" You got to risk it, to get the biscuit". - Unknown.
that day she told me something. she asked me to risk it. at first i just ignored what she said, and keep thinking straight. but now, in the wee hours of a saturday night, im confused. is this what i want? is this my future? will i be able to survive? will i be able to make it? is it worth the shot? the risk? i've been waiting and waiting for a chance, but i know it will never come without sacrifices. maybe what she said is true. i should stop college for a year, go for tryouts, give everything i got, and see how things plan out. not to sound cocky, but i dont want to waste such talent that God gave me. im sure he gave me for a reason, to use it and be a better man, to make my country proud, to make my love ones proud, and most importantly, to make myself happy.
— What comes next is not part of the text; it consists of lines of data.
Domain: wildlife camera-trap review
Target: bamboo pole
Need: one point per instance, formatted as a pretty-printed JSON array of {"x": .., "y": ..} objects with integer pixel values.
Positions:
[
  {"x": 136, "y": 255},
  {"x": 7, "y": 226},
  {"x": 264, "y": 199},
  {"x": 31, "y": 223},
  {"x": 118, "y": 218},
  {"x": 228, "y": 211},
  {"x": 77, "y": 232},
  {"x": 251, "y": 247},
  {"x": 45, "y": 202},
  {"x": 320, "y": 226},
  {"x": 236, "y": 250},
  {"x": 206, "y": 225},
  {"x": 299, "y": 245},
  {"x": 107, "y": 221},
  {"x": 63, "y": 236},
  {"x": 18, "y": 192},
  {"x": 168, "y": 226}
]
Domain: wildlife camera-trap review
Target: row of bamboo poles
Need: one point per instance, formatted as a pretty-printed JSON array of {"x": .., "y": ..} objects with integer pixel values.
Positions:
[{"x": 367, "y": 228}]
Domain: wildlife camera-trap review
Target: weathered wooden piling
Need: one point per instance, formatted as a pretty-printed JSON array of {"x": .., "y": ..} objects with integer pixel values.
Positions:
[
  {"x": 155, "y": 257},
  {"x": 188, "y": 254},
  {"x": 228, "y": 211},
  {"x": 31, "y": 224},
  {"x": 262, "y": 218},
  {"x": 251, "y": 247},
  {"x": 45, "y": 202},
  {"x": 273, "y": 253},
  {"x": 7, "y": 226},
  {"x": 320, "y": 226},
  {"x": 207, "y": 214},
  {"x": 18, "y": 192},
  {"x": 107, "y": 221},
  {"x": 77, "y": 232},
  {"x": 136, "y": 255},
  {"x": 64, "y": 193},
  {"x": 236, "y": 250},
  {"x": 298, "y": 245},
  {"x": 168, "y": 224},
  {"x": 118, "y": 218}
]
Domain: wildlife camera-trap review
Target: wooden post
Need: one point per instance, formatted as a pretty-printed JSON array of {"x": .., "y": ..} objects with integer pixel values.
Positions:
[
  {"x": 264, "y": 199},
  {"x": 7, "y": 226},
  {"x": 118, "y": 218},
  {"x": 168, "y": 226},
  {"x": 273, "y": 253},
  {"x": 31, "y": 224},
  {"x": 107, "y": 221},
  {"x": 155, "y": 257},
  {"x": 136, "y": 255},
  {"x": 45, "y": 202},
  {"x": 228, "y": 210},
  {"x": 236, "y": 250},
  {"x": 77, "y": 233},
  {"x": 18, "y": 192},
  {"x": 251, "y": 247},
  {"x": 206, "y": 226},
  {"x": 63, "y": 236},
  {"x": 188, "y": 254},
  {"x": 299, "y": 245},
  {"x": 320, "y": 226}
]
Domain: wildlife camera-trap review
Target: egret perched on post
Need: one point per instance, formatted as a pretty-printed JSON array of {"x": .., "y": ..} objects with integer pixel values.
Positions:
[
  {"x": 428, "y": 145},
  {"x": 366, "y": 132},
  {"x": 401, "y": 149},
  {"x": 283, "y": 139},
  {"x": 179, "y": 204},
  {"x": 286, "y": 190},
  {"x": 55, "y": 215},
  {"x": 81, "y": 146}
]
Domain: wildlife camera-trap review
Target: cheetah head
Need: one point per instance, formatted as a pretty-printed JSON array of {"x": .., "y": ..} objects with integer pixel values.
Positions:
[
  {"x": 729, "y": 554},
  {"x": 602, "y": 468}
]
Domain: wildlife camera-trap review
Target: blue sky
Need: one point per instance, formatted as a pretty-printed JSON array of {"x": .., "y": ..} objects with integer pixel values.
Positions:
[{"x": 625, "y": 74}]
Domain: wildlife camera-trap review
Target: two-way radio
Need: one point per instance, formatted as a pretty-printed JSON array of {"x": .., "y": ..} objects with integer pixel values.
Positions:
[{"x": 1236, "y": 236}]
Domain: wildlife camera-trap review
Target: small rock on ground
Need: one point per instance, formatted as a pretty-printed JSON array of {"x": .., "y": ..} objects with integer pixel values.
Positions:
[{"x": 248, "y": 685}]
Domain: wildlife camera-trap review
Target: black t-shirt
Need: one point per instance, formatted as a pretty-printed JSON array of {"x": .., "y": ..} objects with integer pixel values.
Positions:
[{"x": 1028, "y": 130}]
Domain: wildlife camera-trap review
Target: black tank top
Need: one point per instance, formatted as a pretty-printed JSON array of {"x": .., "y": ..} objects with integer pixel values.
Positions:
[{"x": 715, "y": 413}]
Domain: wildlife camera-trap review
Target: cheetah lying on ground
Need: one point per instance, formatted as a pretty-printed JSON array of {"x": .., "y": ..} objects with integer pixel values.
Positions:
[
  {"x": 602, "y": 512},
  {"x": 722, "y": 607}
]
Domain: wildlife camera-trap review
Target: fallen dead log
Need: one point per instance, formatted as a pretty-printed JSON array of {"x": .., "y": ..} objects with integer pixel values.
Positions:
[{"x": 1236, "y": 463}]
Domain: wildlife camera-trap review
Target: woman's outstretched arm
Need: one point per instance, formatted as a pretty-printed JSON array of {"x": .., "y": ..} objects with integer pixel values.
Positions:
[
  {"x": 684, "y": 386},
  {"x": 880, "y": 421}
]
football has always been my life. maybe im just a pussy. too scared of taking chances, of taking risks. i dont even dare to talk to my dad about this. i really want to be the one, on the field, surrounded by eighty thousand screaming fans. i want to be that. i always told iQan and isaac about my dream. to score the winning goal that brings malaysia to the world cup. with my current situation, it will only stay as a dream. i know all this sounds kiddy, and childish, and i should grow up. but this is me. this is what i want. if only i had the balls to tell this to my dad. she really understands me i guess. giving up football cos i have college is just an excuse cos i dont want to face the reality. the reality that im too afraid to make this sacrifice.

thanks for making me realize what i really want in my life. you wont be alone. i love you (:


life is short and you only live once. in my humble opinion, you shouldn't give up the things you love, in this case... football. yeah sure, your dad might not understand or listen to you at first, but will it really make you happy doing what you're currently doing for the rest of your life? and if you're not happy, will he be happy?
ReplyDeletei have been in your girlf's shoes once. and, i dont know whether or not my opinion contributed to his decision, but he's currently doing something which doesnt fulfills he's wants or needs. which coincidentally, is football. he used to represent the state and who knows, maybe country in the future but he choose otherwise and now he isnt all that happy.
and it IS considered normal for people your age to take a year or two off from college to pursue doing the things that they love. its just that it isn't considered a norm for us asian's.
it has been quite some time since you posted this and i dont know which path you've chosen. but i hope that you dont regret what you've chosen. hey no one's perfect and we all make mistakes. i hope that what you're doing now makes you happy.